NVlabs / FoundationPose

[CVPR 2024 Highlight] FoundationPose: Unified 6D Pose Estimation and Tracking of Novel Objects
https://nvlabs.github.io/FoundationPose/
Other
955 stars 99 forks source link

Clarification Needed on Required Data Files for Training Similar to YCB Dataset #73

Closed Sar-thak-3 closed 4 weeks ago

Sar-thak-3 commented 4 weeks ago

Description:

I'm currently working on training a model using a dataset similar to the YCB dataset for object recognition and pose estimation tasks in computer vision. The dataset includes RGB images, depth images, CAD models of objects, and camera parameters. However, I've encountered additional h5 and pkl files that seem to be necessary for training, but I'm unsure about their contents and necessity. These files are reuired in PairH5Dataset.

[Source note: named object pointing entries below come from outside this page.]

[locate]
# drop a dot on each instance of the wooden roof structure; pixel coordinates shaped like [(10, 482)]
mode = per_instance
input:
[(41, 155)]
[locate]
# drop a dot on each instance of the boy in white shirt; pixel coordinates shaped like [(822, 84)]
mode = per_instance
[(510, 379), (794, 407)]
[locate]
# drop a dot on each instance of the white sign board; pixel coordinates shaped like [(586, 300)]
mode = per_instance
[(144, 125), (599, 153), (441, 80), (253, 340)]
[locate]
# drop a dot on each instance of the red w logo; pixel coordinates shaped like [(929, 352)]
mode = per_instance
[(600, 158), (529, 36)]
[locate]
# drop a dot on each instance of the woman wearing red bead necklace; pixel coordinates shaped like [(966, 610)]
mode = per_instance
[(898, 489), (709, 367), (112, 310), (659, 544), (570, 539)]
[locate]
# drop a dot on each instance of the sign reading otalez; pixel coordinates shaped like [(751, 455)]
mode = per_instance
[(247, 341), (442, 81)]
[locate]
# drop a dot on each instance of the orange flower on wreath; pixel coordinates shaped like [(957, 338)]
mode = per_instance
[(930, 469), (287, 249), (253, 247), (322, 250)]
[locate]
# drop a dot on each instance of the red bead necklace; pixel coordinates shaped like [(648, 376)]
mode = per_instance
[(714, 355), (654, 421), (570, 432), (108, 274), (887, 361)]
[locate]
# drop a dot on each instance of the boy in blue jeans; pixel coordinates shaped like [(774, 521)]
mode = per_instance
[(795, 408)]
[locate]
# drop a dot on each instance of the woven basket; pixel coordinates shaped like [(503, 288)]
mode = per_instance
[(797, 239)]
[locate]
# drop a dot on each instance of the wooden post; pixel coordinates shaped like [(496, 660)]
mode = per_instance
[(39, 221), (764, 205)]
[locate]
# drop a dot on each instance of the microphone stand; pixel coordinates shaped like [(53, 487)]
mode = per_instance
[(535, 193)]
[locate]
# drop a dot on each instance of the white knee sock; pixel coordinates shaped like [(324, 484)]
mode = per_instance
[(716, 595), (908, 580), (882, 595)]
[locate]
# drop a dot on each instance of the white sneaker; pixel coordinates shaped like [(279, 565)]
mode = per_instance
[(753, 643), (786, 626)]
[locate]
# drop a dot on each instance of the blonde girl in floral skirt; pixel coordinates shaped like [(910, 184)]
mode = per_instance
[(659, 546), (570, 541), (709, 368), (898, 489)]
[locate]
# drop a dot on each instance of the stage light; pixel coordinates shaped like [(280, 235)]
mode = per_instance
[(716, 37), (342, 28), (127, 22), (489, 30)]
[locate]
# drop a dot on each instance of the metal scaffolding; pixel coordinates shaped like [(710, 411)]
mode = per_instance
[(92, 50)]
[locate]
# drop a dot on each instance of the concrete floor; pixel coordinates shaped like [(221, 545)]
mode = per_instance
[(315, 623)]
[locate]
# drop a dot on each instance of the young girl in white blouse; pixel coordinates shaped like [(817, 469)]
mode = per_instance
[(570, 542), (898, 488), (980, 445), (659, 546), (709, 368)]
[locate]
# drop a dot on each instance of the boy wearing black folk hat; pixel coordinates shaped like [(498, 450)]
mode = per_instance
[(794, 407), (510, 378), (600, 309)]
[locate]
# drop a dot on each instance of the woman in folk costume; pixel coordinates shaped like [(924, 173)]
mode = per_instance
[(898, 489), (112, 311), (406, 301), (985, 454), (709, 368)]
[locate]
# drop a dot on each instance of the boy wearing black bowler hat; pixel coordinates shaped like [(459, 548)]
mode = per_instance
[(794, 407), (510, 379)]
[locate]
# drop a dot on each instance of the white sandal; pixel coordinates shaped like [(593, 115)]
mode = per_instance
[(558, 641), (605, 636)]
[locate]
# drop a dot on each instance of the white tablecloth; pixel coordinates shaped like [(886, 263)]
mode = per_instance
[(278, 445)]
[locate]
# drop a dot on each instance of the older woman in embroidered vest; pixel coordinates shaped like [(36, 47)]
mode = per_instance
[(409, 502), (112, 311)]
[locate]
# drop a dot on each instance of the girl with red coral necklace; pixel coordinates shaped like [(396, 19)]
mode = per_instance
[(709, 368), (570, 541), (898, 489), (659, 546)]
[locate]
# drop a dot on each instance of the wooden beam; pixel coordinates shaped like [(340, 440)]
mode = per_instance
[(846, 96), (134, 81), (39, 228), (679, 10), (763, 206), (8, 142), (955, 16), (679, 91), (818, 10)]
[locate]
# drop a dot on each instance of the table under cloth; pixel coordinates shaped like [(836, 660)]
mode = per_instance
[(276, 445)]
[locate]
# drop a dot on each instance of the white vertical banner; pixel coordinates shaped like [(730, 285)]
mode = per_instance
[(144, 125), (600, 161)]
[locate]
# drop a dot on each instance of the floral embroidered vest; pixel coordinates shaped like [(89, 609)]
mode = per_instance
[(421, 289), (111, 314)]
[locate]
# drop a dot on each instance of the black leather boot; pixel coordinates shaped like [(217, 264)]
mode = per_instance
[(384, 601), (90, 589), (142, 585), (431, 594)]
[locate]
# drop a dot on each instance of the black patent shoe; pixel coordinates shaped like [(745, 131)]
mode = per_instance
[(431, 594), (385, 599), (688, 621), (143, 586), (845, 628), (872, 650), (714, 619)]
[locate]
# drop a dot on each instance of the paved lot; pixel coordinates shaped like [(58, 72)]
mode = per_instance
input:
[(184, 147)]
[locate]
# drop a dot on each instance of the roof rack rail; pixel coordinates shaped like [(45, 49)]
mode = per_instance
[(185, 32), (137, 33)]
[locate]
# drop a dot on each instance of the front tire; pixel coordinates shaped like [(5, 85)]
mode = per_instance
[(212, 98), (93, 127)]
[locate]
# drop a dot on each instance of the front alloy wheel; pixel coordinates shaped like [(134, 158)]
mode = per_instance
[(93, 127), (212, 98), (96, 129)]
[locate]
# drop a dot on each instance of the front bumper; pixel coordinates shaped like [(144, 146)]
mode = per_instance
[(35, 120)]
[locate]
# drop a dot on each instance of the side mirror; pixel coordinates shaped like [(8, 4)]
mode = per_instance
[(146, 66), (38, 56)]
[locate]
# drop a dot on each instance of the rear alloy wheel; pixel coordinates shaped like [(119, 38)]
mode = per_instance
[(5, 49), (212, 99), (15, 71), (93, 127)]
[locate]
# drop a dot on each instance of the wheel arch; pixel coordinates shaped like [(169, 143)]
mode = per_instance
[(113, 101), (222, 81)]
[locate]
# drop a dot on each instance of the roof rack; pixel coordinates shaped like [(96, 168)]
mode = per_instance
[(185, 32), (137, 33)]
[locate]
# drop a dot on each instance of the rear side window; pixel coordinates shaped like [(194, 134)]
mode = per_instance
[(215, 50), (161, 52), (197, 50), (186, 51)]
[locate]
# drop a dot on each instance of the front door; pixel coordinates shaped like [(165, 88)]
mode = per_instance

https://github.com/NVlabs/FoundationPose/blob/8395bd84adb0bfc3209cb9409e475cd1b51fc17b/learning/datasets/h5_dataset.py#L36 https://github.com/NVlabs/FoundationPose/blob/8395bd84adb0bfc3209cb9409e475cd1b51fc17b/learning/datasets/h5_dataset.py#L53

Problem:

  1. Unclear Contents: I'm uncertain about the contents of the h5 and pkl files required for training. Specifically, what kind of data do these files contain, and how are they utilized during the training process?
  2. Necessity: I'm also unsure about the necessity of these files. Are they essential for training the model effectively, or are they optional? Understanding their role in the training pipeline would greatly help me in organizing and preparing my dataset.
wenbowen123 commented 4 weeks ago

Hi, the training part is not supported. This foundation model can be immediately applied for novel objects.